Mayor Giovanni Italiano said the City was unable to identify any available land that met Rotary’s request for 5000sq m.
“The City considered potentially suitable land that could meet these requirements but determined that the land was either already occupied by other organisations or required by the City for conservation and wildlife protection purposes,” Cr Italiano said.
Scarborough Rotary Club president Brian Richards said volunteers had built more than 30,000 wheelchairs for disadvantaged children for more than 20 years at a commercial property in Wangara.
“We were pretty disappointed because we are looking at an outlet to make wheelchairs in the City of Stirling because we are based in Scarborough,” Mr Richards said.
“We rent units in Wangara but we could be shelved out of there at anytime so we want to get something permanent to plan things better.
“We’d like it to be in the shire because we’ve been in Scarborough for 56 years this year.”

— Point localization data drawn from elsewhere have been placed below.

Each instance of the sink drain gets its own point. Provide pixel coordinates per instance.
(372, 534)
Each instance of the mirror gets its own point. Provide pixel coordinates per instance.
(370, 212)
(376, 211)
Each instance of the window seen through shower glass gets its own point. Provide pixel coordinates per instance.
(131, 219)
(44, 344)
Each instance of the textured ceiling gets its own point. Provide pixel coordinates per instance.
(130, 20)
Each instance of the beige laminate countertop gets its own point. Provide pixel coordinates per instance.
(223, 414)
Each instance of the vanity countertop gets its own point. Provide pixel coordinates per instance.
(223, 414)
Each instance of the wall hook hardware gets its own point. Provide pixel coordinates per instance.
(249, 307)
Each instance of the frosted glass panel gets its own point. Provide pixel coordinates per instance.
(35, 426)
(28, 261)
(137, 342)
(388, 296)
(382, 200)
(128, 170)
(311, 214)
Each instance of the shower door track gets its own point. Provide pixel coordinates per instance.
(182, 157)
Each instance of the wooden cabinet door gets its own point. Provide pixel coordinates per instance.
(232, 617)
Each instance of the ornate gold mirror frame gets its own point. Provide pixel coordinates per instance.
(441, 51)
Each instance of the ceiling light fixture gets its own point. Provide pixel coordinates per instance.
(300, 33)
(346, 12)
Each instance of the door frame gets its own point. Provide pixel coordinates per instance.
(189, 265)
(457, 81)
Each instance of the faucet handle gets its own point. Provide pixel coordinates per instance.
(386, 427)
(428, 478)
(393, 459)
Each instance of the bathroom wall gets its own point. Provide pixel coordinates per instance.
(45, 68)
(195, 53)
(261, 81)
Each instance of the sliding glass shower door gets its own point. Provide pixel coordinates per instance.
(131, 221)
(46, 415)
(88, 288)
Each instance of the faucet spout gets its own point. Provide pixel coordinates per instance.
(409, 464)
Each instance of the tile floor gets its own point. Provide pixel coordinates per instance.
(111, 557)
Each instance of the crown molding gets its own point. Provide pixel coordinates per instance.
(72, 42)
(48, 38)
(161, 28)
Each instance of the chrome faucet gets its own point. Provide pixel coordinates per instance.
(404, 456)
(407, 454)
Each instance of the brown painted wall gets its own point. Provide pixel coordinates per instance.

Councillor Karen Caddy said the project currently ran from a property provided to the Rotary club for a peppercorn rent.
“It would be nice for them to operate within the City of Stirling but the land required of 5000sq m is onerous,” Cr Caddy said.
Mr Richards said building the wheelchairs was a large-scale project that required a semi-commercial space.
“We’ve got about 180 volunteers, many of whom are former engineers, who work in the space making about 340 wheelchairs a month,” he said.
“We’ve got 76 countries we send wheelchairs to but the majority have gone into Cambodia, Vietnam and South East Asia and African countries.”
Member Don Brooks said he had been to China to donate wheelchairs 12 times.